Allerdings stand ihnen jetzt nur eine einzige Nahrungsquelle
zur Verfügung: die Leichen, die draußen im Schnee lagen. Immerhin war das Fleisch der Toten aufgrund der Minusgrade hervorragend konserviert. Nando war der Erste, der vorschlug, dass
sie darauf zurückgreifen sollten, um ihr Überleben zu sichern.
Denn die einzige andere Alternative war, auf den Tod zu warten,
doch dafür war er nicht bereit.
Sie nahmen sich zuerst die Leiche des Piloten vor: Vier der
Überlebenden hatten im Flugzeugrumpf Glasscherben gefunden
und benutzen diese, um mühsam schmale Streifen Fleisch aus
dem Leichnam des Piloten herauszuschneiden. Nando nahm
sich ein Stück davon.

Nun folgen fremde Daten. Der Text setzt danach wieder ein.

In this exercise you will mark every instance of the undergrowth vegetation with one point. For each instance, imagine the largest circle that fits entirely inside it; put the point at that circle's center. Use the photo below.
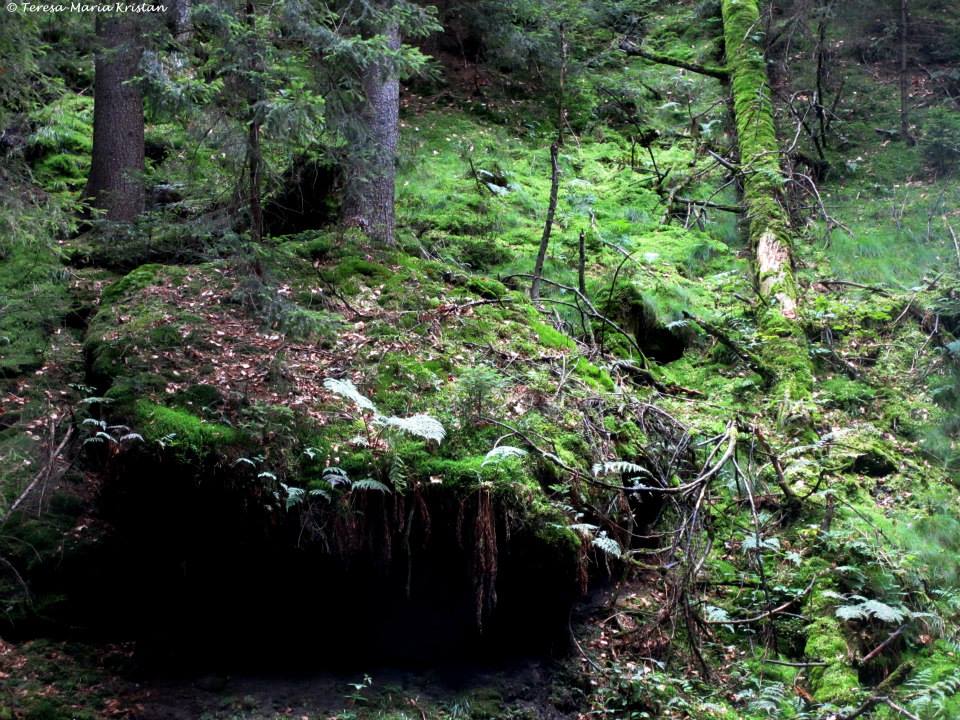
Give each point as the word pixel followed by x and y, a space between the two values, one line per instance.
pixel 409 415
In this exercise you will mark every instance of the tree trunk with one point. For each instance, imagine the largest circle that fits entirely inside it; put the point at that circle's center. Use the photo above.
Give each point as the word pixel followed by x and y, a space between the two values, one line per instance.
pixel 369 194
pixel 178 19
pixel 769 231
pixel 115 184
pixel 548 224
pixel 904 77
pixel 254 154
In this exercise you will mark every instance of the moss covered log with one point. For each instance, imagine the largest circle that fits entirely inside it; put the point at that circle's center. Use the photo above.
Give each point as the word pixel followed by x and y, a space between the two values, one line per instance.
pixel 769 227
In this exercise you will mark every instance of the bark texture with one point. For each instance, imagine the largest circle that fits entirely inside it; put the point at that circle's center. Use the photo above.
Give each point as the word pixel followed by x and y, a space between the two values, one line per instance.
pixel 369 192
pixel 768 222
pixel 254 153
pixel 115 184
pixel 548 223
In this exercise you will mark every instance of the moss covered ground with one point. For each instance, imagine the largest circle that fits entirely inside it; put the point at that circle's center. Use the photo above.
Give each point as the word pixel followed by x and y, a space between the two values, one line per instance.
pixel 205 361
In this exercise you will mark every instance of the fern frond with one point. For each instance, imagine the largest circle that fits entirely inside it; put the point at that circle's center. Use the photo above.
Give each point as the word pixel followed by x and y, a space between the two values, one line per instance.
pixel 618 467
pixel 419 425
pixel 370 484
pixel 872 609
pixel 294 496
pixel 346 389
pixel 608 545
pixel 335 476
pixel 501 452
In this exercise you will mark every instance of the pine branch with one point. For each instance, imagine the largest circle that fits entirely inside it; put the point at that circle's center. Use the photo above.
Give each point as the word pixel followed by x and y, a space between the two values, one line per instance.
pixel 710 71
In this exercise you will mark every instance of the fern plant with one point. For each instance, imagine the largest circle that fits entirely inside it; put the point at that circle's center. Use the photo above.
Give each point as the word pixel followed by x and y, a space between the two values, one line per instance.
pixel 419 425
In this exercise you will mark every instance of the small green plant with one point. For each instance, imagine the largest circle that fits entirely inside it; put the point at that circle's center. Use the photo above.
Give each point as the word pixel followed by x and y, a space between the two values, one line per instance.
pixel 476 389
pixel 941 140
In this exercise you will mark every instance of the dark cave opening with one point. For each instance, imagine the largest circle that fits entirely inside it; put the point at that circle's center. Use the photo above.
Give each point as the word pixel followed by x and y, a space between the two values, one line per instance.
pixel 202 572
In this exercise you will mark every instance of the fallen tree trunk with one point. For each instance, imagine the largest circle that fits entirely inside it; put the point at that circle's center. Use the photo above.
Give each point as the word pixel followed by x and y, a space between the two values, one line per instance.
pixel 784 343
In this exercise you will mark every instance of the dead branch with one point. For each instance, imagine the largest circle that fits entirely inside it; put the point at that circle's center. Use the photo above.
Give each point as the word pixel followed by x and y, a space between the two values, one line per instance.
pixel 634 50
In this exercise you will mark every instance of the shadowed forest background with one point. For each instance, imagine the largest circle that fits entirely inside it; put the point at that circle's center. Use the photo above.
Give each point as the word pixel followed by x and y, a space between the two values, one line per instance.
pixel 527 359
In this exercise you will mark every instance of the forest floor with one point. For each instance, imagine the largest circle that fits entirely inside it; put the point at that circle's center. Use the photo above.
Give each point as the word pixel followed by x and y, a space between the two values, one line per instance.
pixel 214 369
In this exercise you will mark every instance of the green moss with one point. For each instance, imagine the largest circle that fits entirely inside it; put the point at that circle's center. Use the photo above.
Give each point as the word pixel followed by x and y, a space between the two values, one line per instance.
pixel 181 429
pixel 143 277
pixel 846 394
pixel 487 288
pixel 550 337
pixel 836 682
pixel 348 269
pixel 595 377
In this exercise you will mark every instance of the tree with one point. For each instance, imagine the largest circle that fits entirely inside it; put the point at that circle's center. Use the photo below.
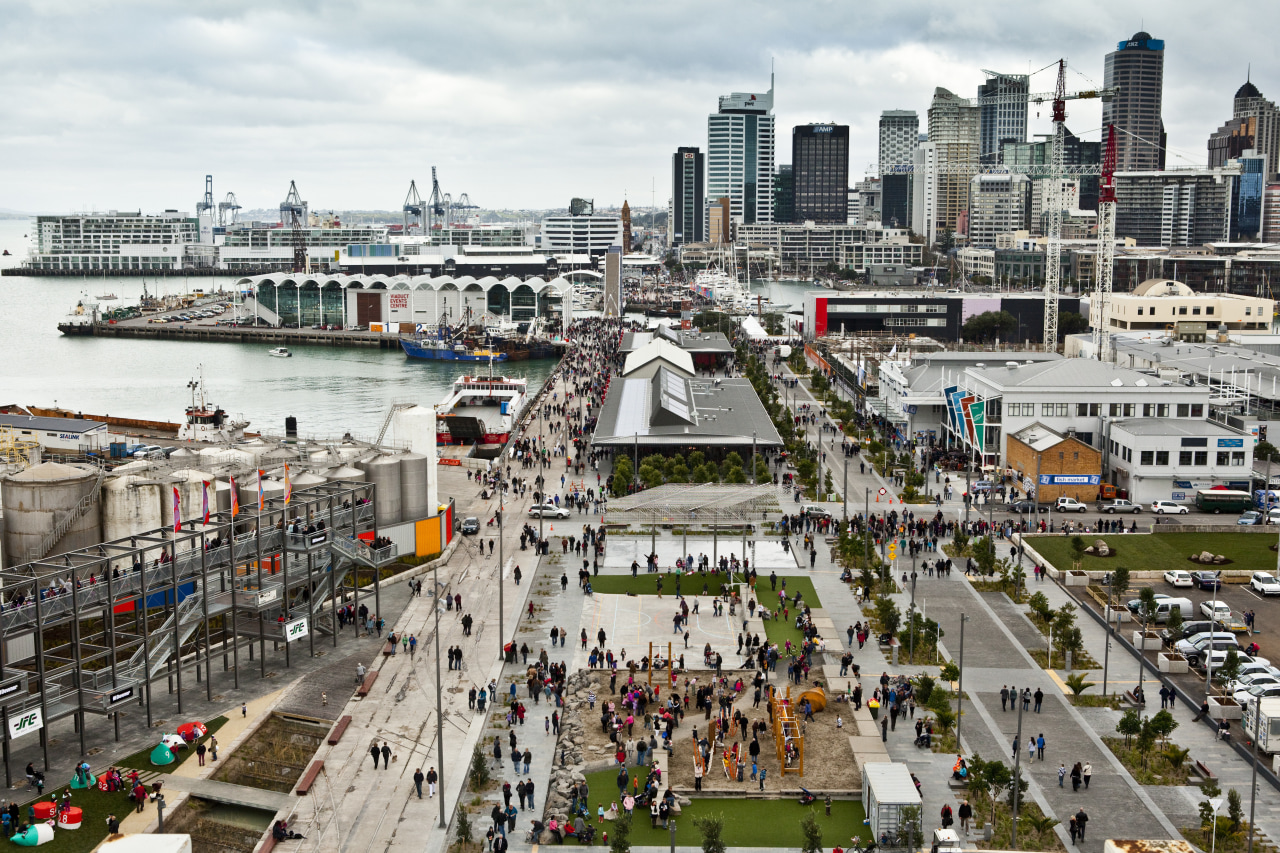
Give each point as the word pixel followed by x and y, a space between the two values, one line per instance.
pixel 621 839
pixel 990 325
pixel 812 833
pixel 712 829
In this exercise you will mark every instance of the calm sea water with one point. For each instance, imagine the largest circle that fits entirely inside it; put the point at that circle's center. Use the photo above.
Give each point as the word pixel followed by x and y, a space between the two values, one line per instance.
pixel 330 391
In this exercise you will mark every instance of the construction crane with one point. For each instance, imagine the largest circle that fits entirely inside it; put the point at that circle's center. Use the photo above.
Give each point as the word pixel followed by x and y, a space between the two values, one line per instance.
pixel 414 208
pixel 1106 259
pixel 228 205
pixel 293 214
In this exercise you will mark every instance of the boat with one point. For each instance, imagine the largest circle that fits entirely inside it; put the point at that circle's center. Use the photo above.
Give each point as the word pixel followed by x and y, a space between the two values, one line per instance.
pixel 481 410
pixel 206 422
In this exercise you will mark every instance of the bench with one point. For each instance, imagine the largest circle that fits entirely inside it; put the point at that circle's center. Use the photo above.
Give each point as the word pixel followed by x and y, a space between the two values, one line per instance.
pixel 338 729
pixel 310 776
pixel 362 690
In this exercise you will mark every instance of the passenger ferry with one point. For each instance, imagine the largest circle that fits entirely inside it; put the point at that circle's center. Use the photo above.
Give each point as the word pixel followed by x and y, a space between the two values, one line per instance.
pixel 481 410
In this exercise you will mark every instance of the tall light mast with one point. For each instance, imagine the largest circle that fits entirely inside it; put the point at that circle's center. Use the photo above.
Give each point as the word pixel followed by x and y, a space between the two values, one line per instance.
pixel 1106 258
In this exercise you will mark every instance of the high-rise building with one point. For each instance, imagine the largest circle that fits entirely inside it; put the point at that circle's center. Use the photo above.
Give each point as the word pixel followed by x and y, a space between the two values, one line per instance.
pixel 1002 113
pixel 1137 67
pixel 1255 124
pixel 940 194
pixel 819 164
pixel 688 220
pixel 741 154
pixel 997 205
pixel 899 137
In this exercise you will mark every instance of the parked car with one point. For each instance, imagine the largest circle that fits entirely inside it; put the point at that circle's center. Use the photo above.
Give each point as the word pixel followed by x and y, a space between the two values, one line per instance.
pixel 548 511
pixel 1070 505
pixel 1265 583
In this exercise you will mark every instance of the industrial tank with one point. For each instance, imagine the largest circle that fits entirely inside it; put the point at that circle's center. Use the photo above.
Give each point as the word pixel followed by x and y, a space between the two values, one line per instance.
pixel 131 505
pixel 37 498
pixel 415 479
pixel 384 473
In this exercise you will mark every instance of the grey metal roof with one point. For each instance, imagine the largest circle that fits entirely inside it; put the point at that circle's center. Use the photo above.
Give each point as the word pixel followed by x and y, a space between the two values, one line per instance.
pixel 50 424
pixel 673 411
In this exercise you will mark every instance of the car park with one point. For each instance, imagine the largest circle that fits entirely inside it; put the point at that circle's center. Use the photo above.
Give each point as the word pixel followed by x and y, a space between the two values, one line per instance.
pixel 1265 583
pixel 548 511
pixel 1207 579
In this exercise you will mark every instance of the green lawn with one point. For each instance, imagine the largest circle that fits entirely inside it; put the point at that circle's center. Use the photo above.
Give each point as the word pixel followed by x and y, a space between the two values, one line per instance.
pixel 748 822
pixel 1161 551
pixel 142 760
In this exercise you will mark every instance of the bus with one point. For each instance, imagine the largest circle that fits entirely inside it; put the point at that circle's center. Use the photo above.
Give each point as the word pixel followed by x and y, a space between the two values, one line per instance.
pixel 1223 501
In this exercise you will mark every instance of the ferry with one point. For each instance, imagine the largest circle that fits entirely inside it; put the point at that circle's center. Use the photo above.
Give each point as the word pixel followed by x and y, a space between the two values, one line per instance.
pixel 481 410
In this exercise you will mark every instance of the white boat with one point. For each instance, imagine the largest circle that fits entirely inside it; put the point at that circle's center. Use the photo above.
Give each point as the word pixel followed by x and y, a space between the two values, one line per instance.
pixel 481 409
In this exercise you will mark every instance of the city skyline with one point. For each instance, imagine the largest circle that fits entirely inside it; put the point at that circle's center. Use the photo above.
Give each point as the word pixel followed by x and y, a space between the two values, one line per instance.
pixel 131 106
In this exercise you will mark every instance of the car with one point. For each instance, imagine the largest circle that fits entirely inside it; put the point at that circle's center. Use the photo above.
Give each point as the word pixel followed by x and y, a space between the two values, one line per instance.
pixel 1219 610
pixel 548 511
pixel 1265 583
pixel 1207 579
pixel 1070 505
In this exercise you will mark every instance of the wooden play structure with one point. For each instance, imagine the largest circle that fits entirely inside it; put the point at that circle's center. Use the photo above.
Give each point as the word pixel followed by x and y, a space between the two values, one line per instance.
pixel 786 731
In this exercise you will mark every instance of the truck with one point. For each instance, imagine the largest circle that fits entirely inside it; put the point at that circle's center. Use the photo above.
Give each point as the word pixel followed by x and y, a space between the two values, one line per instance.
pixel 1223 501
pixel 1269 728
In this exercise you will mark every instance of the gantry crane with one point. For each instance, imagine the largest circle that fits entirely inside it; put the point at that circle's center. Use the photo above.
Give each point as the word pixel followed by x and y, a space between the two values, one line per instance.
pixel 1106 259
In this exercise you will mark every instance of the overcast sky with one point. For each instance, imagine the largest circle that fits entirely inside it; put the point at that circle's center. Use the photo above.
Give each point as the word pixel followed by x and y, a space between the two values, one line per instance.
pixel 525 103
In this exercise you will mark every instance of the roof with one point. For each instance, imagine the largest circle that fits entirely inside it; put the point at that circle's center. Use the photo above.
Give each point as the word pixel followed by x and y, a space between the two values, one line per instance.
pixel 663 350
pixel 670 410
pixel 51 424
pixel 1066 373
pixel 1174 428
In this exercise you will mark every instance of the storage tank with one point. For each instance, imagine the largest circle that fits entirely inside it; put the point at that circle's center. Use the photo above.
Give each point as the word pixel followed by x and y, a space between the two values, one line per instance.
pixel 384 474
pixel 35 500
pixel 415 480
pixel 131 505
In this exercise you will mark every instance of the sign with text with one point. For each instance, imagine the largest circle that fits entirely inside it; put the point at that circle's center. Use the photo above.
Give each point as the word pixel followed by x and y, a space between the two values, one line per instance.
pixel 297 629
pixel 26 723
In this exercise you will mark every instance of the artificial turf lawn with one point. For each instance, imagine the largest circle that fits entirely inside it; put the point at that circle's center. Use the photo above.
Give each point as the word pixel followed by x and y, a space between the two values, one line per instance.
pixel 1160 551
pixel 748 822
pixel 142 760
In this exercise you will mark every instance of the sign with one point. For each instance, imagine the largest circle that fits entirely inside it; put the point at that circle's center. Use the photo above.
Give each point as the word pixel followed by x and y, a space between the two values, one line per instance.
pixel 1070 479
pixel 26 723
pixel 297 629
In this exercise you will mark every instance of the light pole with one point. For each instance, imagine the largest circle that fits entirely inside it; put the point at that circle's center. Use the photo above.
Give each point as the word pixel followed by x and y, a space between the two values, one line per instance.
pixel 960 682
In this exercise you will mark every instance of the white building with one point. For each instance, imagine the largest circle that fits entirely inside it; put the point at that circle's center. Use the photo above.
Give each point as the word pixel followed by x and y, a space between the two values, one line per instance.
pixel 1160 305
pixel 1161 459
pixel 741 155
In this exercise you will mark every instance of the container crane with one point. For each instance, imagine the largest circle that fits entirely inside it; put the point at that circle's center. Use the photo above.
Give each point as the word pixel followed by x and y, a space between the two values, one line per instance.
pixel 1106 246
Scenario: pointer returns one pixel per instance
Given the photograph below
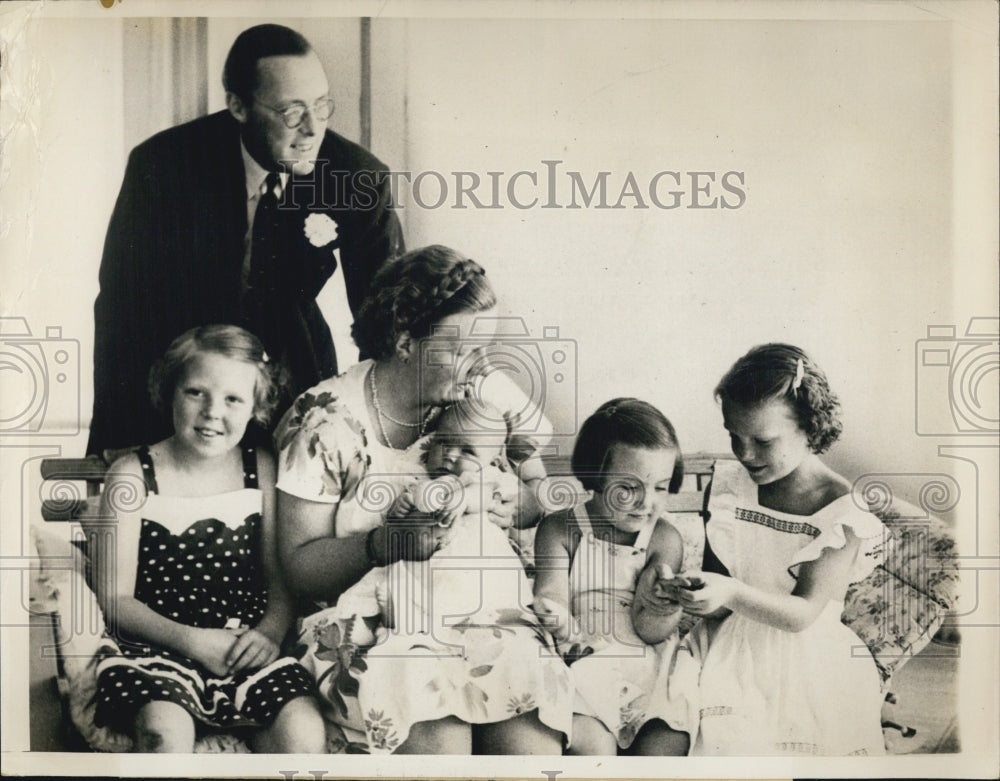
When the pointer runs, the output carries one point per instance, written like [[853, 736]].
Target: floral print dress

Natürlich war es steinhart gefroren und
außerdem hatte es eine seltsame grau-weiße Farbe.
Er starrte auf dieses Stück Fleisch in seiner Hand und merkte,
dass es einigen der Überlebenden um ihn herum genauso erging.
Andere hatten bereits die gefrorenen Brocken Menschenfleisch
in den Mund gesteckt und kauten mit großer Selbstüberwindung darauf herum.
Es ist nur Fleisch, sagte er sich. Sonst nichts. Dann schob er das
Fleisch über seine aufgesprungenen Lippen auf seine Zunge. Es
hatte keinen Geschmack, nur Textur: Es war zäh und sehnig.
Nando kaute ein paarmal und würgte dann den Klumpen Menschenfleisch hinunter.
Er hatte kein schlechtes Gewissen. Vielmehr war er einfach
nur wütend, dass sie so etwas tun mussten, um zu überleben.
Auch wenn durch den Verzehr des Fleisches dieses quälende
Hungergefühl nicht nachließ, so hegte er doch die Hoffnung,
dass er den Hungertod zumindest so lange hinauszögern könnte,
bis die Suchmannschaften sie gefunden hätten.